Figure 3. Représentation de la méthode de séquençage de type Sanger (séquençage de première génération). (B) Une partie des nucléotides présents dans le milieu sont modifiés chimiquement afin d’émettre de la fluorescence. Dans l’exemple illustré ici, « G » porte une molécule fluorescente bleue, « C » une molécule fluorescente verte, « T » une molécule fluorescente jaune et « A » une molécule fluorescente rouge. Les 4 flacons de couleur contiennent un mélange des 4 nucléotides normaux et un nucléotide fluorescent. Ainsi, la polymérase pourra synthétiser un nouveau brin d’ADN (répliquer l’ADN) en utilisant les nucléotides normaux, mais à chaque fois qu’un de ces nucléotides fluorescents sera utilisé par la polymérase, la réplication d’ADN va stopper.
Figure 3. Représentation de la méthode de séquençage de type Sanger (séquençage de première génération. (C) Plusieurs molécules de différentes longueurs seront synthétisées et pourront être détectées dans une machine spéciale (un séquenceur) grâce au nucléotide fluorescent qu’elles portent à leur extrémité. Ainsi, l’ordre des couleurs fluorescentes qui seront détectées durant le processus permettra de déduire l’ordre des nucléotides dans la molécule d’ADN qui nous intéresse. Pour simplifier, dans l'exemple présenté en (C), la molécule à séquencer est longue de 10 nucléotides. Il y aura donc des molécules de toutes les longueurs entre 1 et 10 nucléotides. Le fragment le plus long (10 nucléotides; en bleu sur le fond noir) possède donc un “G” qui sera détecté par le séquenceur. Le fragment suivant (9 nucléotides; en rouge sur le fond noir) possède un “A” qui sera détecté par le séquenceur. Le principe est le même pour tous les fragments d’ADN synthétisés jusqu’au plus petit qui ne comporte qu’un nucléotide fluorescent (“T” en jaune dans l’exemple).   

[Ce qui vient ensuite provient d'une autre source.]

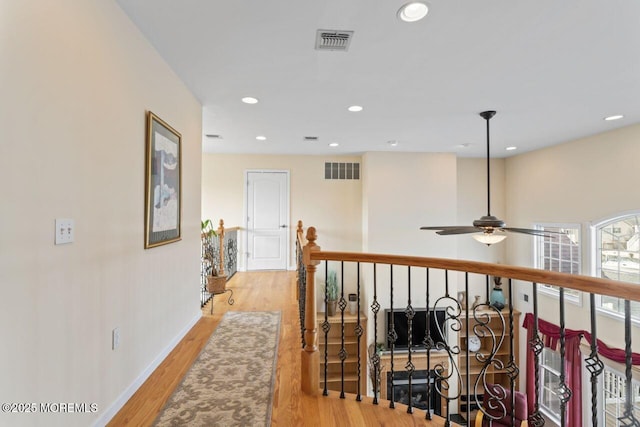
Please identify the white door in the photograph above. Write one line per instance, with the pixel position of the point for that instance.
(267, 220)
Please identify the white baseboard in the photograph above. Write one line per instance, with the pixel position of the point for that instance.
(113, 409)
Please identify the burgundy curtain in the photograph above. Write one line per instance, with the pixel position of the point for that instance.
(573, 365)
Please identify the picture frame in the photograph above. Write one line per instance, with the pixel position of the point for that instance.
(163, 183)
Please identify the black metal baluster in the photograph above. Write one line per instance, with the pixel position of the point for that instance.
(359, 332)
(428, 343)
(468, 361)
(593, 362)
(342, 304)
(536, 345)
(512, 367)
(487, 290)
(628, 418)
(392, 335)
(564, 392)
(375, 308)
(326, 327)
(447, 419)
(410, 313)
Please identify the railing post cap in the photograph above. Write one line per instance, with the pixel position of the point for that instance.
(310, 246)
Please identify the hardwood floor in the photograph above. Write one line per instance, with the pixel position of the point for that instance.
(263, 291)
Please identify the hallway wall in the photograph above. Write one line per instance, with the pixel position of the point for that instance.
(76, 80)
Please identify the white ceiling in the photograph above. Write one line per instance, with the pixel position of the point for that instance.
(552, 69)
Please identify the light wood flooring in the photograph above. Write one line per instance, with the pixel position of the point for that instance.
(263, 291)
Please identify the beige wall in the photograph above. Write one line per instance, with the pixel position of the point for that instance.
(76, 79)
(334, 207)
(580, 182)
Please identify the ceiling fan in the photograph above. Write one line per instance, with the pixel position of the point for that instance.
(489, 228)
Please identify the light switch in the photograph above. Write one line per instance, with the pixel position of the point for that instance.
(64, 230)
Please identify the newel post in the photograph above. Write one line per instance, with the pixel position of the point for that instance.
(221, 239)
(299, 236)
(310, 375)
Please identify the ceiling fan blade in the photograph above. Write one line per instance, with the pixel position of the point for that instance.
(531, 231)
(459, 230)
(443, 227)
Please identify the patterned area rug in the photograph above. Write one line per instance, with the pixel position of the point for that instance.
(231, 382)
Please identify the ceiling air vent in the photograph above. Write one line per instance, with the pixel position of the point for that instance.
(336, 170)
(333, 40)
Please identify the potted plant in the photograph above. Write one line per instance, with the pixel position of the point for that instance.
(331, 292)
(216, 283)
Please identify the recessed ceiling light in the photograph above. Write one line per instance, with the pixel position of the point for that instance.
(413, 11)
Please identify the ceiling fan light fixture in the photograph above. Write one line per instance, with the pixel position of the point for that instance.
(413, 11)
(489, 238)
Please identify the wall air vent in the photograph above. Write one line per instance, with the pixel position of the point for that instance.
(333, 40)
(334, 170)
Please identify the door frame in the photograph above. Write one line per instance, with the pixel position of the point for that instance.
(245, 213)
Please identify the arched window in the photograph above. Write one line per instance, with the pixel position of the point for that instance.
(617, 257)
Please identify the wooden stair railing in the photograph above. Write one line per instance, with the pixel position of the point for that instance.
(312, 256)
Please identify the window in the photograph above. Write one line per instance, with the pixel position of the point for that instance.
(549, 383)
(618, 258)
(559, 251)
(614, 397)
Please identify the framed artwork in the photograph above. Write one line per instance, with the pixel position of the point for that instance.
(163, 183)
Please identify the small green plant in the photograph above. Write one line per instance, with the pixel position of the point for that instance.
(332, 286)
(207, 234)
(206, 228)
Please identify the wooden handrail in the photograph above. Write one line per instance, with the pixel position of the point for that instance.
(578, 282)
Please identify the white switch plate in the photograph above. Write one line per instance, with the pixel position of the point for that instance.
(64, 230)
(115, 338)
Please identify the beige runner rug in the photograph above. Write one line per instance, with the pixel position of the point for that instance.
(231, 382)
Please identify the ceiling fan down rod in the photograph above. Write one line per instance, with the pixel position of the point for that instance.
(487, 115)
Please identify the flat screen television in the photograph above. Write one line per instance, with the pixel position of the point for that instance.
(418, 327)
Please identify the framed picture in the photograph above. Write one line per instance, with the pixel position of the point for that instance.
(163, 183)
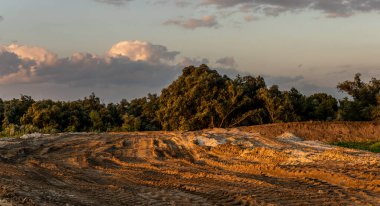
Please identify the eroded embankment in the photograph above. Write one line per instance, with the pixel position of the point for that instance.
(322, 131)
(210, 167)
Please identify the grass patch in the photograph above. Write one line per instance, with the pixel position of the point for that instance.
(369, 146)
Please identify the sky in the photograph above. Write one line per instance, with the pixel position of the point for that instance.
(65, 50)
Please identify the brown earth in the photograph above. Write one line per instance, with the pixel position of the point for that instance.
(260, 165)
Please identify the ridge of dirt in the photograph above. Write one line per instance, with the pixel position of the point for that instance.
(322, 131)
(240, 166)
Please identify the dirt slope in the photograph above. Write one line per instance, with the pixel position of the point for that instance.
(210, 167)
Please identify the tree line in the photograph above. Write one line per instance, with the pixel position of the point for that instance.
(200, 98)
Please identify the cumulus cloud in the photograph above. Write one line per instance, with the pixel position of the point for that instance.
(228, 62)
(126, 63)
(142, 51)
(193, 23)
(186, 61)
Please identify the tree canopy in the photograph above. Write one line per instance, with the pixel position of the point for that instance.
(200, 98)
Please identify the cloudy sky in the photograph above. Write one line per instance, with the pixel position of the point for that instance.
(66, 49)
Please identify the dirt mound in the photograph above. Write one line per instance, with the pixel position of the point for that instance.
(210, 167)
(322, 131)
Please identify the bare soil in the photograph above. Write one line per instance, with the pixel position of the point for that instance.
(282, 164)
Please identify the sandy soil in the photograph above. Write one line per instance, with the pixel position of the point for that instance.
(210, 167)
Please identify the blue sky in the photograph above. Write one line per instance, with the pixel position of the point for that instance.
(309, 44)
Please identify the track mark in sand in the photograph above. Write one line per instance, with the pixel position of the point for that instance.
(170, 168)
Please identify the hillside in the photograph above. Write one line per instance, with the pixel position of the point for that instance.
(279, 164)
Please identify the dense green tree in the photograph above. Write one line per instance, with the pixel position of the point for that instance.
(365, 96)
(321, 106)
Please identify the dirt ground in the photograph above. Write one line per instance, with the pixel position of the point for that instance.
(263, 165)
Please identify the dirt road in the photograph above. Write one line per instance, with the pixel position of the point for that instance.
(210, 167)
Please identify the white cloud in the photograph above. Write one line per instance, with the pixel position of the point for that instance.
(126, 63)
(193, 23)
(141, 51)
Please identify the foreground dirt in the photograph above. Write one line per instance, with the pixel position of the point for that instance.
(211, 167)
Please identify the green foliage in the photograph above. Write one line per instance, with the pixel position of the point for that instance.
(365, 101)
(321, 107)
(369, 146)
(200, 98)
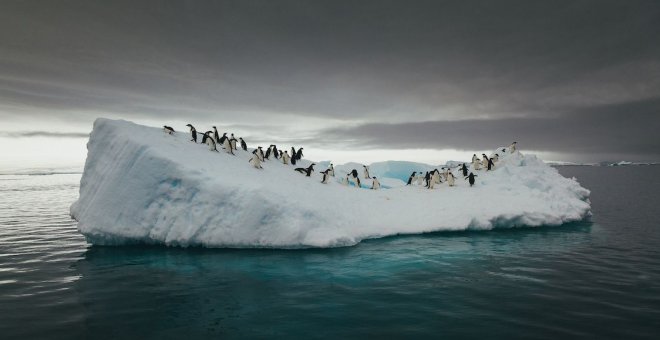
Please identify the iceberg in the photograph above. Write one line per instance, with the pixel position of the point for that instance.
(141, 185)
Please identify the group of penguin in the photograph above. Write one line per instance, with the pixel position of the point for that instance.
(429, 179)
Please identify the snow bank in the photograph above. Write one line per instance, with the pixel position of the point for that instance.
(141, 185)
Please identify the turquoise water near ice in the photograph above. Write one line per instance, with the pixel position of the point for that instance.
(585, 280)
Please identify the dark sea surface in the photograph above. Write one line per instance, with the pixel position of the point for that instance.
(597, 280)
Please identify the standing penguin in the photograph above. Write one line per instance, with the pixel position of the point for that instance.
(476, 162)
(275, 151)
(216, 135)
(464, 169)
(255, 161)
(470, 178)
(435, 178)
(227, 146)
(267, 156)
(193, 133)
(210, 142)
(366, 172)
(206, 135)
(410, 179)
(491, 166)
(326, 176)
(232, 142)
(355, 177)
(420, 179)
(450, 179)
(308, 171)
(375, 185)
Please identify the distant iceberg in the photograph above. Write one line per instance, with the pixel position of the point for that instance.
(141, 185)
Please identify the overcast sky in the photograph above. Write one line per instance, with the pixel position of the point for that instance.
(574, 80)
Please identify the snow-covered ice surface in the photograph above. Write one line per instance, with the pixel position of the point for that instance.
(141, 185)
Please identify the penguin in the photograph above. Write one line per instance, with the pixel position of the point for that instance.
(435, 178)
(307, 171)
(375, 185)
(464, 169)
(470, 178)
(410, 179)
(366, 172)
(355, 177)
(255, 161)
(293, 156)
(275, 151)
(232, 142)
(450, 179)
(227, 146)
(476, 162)
(216, 135)
(491, 166)
(206, 135)
(267, 156)
(326, 176)
(193, 133)
(210, 142)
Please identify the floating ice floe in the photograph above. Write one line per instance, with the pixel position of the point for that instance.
(141, 185)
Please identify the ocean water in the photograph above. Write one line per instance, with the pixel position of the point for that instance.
(597, 280)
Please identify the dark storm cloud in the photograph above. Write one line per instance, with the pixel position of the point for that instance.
(24, 134)
(515, 63)
(612, 129)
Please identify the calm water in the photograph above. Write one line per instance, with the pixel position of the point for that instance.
(598, 280)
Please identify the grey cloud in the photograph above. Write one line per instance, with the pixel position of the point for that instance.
(623, 129)
(26, 134)
(480, 66)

En 1985, l’idée de séquencer le génome humain en entier est lancée et suite à la mise en place d’infrastructures nouvelles associées à une planification impliquant plusieurs scientifiques dans plusieurs laboratoires à travers le monde mais principalement en Europe et aux USA, l’aventure débute en 1989. À l’aide d’un budget de 3 milliards de dollars américains, les prévisions sont que le tout devrait être complété en 15 ans, soit en 2004. À l’époque des discussions intenses ont eu lieu en lien avec la pertinence d’accorder autant d’argent à un tel projet. Certains avançaient que ce projet, bien que prometteur, détournait de l’argent qui aurait pu aller ailleurs. De plus, certains scientifiques ont tenté de commercialiser le processus en engageant des fonds privés en échange de brevets éventuels sur des gènes humains. Des lois ont été mises en place pour protéger le projet d’une telle dérive (Accord des Bermudes en 1995) et le génome humain est maintenant considéré comme patrimoine de l’humanité et toute séquence du génome doit être publiée sur Internet.

Lors de la réalisation du Projet Génome Humain, entre 1988 et 2000, la méthode de Sanger s’est beaucoup raffinée et les chercheurs ont inventé des moyens techniques très élaborés pour augmenter la vitesse de séquençage, en introduisant entre autres l’apport de robots qui pouvaient travailler 24 heures/jour. Les premières ébauches de séquences du génome humain ont finalement été publiées dans la revue scientifique Nature en février 2001 et une version complète a par la suite été publiée en 2004.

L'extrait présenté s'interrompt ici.